In 1944, at age 18, she and her family were taken to Auschwitz. While her parents, three sisters and 12 nieces and nephews went “straight to the gas chamber,” Markovic and her sister Leah survived.
After the war, the two sisters found their two surviving brothers.
Intent on returning home, Markovic rode on top of a train from Budapest to Czechoslovakia. Her rationale was that she had buried jewelry and cash underneath a pile of wood outside of the family’s home.
“The jewelry wasn’t worth too much. The money was worth something,” she said.
Markovic found the money.
In 1951, along with her husband Beni and son David, she immigrated to the United States.
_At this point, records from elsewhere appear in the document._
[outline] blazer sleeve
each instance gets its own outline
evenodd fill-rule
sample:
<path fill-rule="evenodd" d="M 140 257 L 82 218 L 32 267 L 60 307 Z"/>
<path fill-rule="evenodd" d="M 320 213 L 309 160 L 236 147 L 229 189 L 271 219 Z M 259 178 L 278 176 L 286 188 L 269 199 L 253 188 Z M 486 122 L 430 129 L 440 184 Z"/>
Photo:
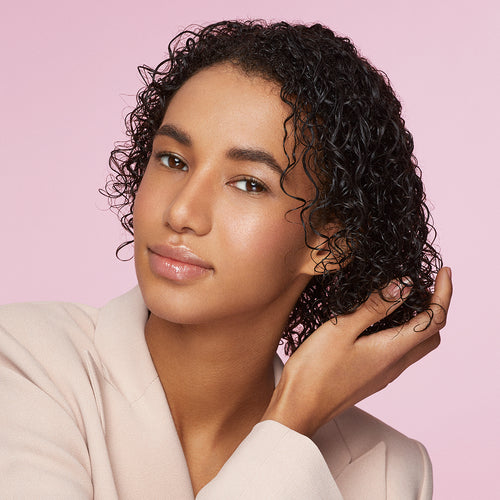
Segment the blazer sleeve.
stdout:
<path fill-rule="evenodd" d="M 197 500 L 342 500 L 318 447 L 306 436 L 266 420 L 259 422 L 203 487 Z"/>
<path fill-rule="evenodd" d="M 81 429 L 43 366 L 0 327 L 2 498 L 93 495 Z"/>

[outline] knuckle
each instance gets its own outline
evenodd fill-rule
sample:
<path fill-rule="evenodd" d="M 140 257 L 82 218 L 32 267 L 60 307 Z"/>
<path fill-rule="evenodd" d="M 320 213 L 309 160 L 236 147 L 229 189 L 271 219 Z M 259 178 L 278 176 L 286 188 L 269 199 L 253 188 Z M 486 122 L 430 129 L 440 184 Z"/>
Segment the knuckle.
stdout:
<path fill-rule="evenodd" d="M 372 313 L 379 315 L 380 314 L 380 298 L 376 294 L 370 295 L 368 297 L 366 303 L 366 309 Z"/>

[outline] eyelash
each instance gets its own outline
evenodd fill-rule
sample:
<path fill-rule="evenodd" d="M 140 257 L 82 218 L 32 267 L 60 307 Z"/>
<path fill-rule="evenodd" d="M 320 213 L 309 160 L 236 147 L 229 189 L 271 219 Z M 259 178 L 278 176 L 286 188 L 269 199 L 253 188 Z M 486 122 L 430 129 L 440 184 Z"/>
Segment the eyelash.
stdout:
<path fill-rule="evenodd" d="M 164 167 L 167 167 L 167 168 L 171 168 L 172 170 L 181 170 L 183 172 L 186 171 L 187 169 L 187 164 L 186 162 L 179 156 L 173 154 L 173 153 L 165 153 L 165 152 L 159 152 L 159 153 L 156 153 L 156 159 L 164 166 Z M 169 159 L 173 159 L 173 160 L 177 160 L 178 162 L 182 163 L 182 167 L 179 168 L 179 166 L 172 166 L 172 165 L 167 165 L 165 163 L 163 163 L 162 159 L 163 158 L 169 158 Z"/>
<path fill-rule="evenodd" d="M 166 153 L 166 152 L 161 151 L 161 152 L 156 153 L 155 157 L 166 168 L 170 168 L 172 170 L 180 170 L 182 172 L 185 172 L 188 168 L 186 162 L 174 153 Z M 170 159 L 173 159 L 174 161 L 178 161 L 179 163 L 182 164 L 182 166 L 181 167 L 179 165 L 171 166 L 171 165 L 165 164 L 162 161 L 163 158 L 165 158 L 165 157 L 167 157 L 169 159 L 168 161 L 170 161 Z M 255 177 L 243 177 L 243 178 L 238 179 L 236 181 L 232 181 L 231 184 L 234 185 L 234 184 L 237 184 L 239 182 L 245 182 L 246 187 L 248 187 L 248 184 L 251 184 L 253 189 L 257 189 L 257 191 L 254 191 L 252 189 L 240 189 L 238 187 L 236 188 L 236 189 L 239 189 L 240 191 L 243 191 L 245 193 L 260 194 L 260 193 L 264 193 L 264 192 L 269 191 L 267 186 L 263 182 L 256 179 Z"/>

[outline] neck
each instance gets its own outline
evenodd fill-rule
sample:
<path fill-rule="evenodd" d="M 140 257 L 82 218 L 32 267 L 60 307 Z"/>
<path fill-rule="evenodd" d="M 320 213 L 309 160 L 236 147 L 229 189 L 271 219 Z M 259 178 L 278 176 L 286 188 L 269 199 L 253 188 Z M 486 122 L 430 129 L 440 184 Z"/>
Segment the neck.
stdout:
<path fill-rule="evenodd" d="M 254 319 L 176 325 L 151 314 L 146 341 L 181 440 L 197 433 L 215 440 L 229 429 L 246 435 L 260 420 L 286 318 Z"/>

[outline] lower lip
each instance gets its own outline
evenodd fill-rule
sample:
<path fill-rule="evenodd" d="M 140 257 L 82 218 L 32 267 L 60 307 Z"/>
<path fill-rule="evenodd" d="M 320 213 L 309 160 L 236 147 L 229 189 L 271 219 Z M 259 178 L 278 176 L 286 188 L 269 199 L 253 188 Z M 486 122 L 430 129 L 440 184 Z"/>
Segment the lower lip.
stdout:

“America was the best thing for us. I didn’t want to stay where I was born,” she said.
After arriving at Ellis Island and spending a week in the Borough Park section of Brooklyn, N.Y., Markovic and her family moved to McKeesport, where an uncle had arrived “way before the war.”
While her husband worked at Tube City Iron and Metal, Markovic “helped out” at congregation Gemilas Chessed, which eventually moved to White Oak.
“I was the cook, the baker and at one time the janitor,” she said.
In 1987, Markovic and her family relocated to Squirrel Hill.
Faithe Milch, who was then involved in the mikvah, had heard from Sylvia Lenoff, the previous mikvah lady, that Markovic was ready to give up catering.
“I called her, and she grabbed it,” said Milch.
Apart from $136 per month, Markovic and her husband were given free housing on top of the mikvah.
“They were both terrific,” said Milch. “Her husband, for years we never had anyone in there to fix things, he fixed everything. He did everything he could, and then when he passed away, she did everything she could.”
“I repaired a leaky shower, washed the tiles, fixed a leaky toilet … patched up holes,” said Markovic. “I don’t even remember a lot of the things I fixed.”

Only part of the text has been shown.